But in any case, Thiel gives money not only to candidates of the Libertarian
Party, but also (in fact, mainly) to the regular, anti-gay GOP. It could be
that he hates gays. It could be that he doesn't, but just considers funding
anti-gay propaganda to be acceptable collateral damage in a quest to promote
the Republican Party's other positions. Either way, he's a _much_ bigger
problem in my mind than some small fry giving 4-figure amounts to them,
because he's giving 6-figure amounts to the bigots, which they can use to
promote bigotry.

------
Pacabel
I think that the "very successful launches of Firefox OS" claim is odd.

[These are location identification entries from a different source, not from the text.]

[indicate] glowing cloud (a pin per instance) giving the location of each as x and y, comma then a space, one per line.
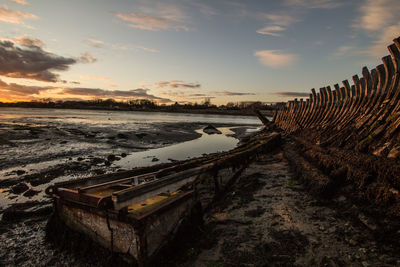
151, 23
16, 17
275, 58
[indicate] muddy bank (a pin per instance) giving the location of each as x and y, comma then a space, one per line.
38, 155
270, 219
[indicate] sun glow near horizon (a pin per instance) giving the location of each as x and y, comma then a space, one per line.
187, 51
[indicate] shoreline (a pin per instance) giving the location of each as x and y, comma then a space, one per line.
247, 112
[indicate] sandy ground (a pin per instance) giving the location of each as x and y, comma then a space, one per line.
34, 156
269, 219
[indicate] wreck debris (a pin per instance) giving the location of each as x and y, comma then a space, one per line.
350, 135
134, 213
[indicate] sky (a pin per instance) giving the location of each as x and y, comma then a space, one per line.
186, 50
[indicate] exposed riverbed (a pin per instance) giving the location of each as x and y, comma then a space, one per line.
42, 146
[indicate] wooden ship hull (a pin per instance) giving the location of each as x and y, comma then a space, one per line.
136, 213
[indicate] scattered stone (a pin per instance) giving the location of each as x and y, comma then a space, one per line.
111, 157
20, 172
122, 136
19, 188
367, 222
31, 192
141, 135
99, 171
96, 161
211, 130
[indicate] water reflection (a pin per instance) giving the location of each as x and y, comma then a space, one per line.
206, 144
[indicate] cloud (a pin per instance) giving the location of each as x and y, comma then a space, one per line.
344, 50
228, 93
13, 90
29, 42
379, 20
314, 4
21, 2
275, 58
17, 90
271, 30
278, 23
95, 78
87, 58
177, 84
31, 62
293, 94
12, 16
151, 23
94, 43
96, 92
281, 19
100, 44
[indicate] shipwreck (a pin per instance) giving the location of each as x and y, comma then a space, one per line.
348, 137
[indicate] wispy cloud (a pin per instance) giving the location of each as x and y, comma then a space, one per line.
95, 92
94, 43
344, 50
21, 2
16, 91
228, 93
271, 30
23, 62
292, 94
314, 4
13, 16
275, 58
29, 42
277, 24
95, 78
379, 20
101, 44
156, 18
87, 58
177, 84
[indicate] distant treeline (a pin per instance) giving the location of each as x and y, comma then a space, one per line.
145, 105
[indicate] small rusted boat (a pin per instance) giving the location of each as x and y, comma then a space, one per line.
135, 213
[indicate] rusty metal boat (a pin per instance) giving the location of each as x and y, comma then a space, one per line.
135, 213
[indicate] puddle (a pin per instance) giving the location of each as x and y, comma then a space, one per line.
206, 144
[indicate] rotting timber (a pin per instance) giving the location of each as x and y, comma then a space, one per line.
347, 140
136, 213
344, 141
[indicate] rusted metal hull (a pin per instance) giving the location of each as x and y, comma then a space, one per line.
136, 216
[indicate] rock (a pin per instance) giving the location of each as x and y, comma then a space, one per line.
211, 130
394, 152
141, 135
367, 222
111, 157
19, 188
31, 192
20, 172
99, 171
122, 136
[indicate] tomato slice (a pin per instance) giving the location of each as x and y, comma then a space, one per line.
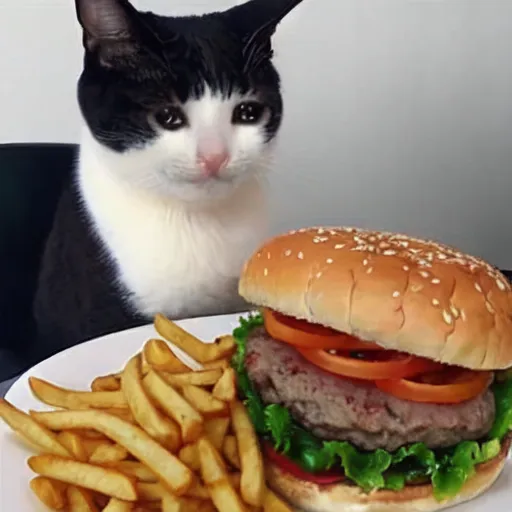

While justifying it with the "15 countries with 4 operators and 4 device
manufacturers"-style claims may sound good, in practice we don't really see
much serious adoption.

It isn't even really competing with Microsoft's or BlackBerry's offerings at
this point, and even they are significantly far behind Android and iOS when it
comes to market share.

If Firefox OS were actively competing against Android and iOS, I could see it
being called a "success". But at this point it's, at best, the fifth-place
player, and realistically it's further down the list than that. There isn't
much to indicate that it'll get much uptake, either. So all in all, that's not
really impressive, I'm afraid to say. It surely should not be described as
"successful".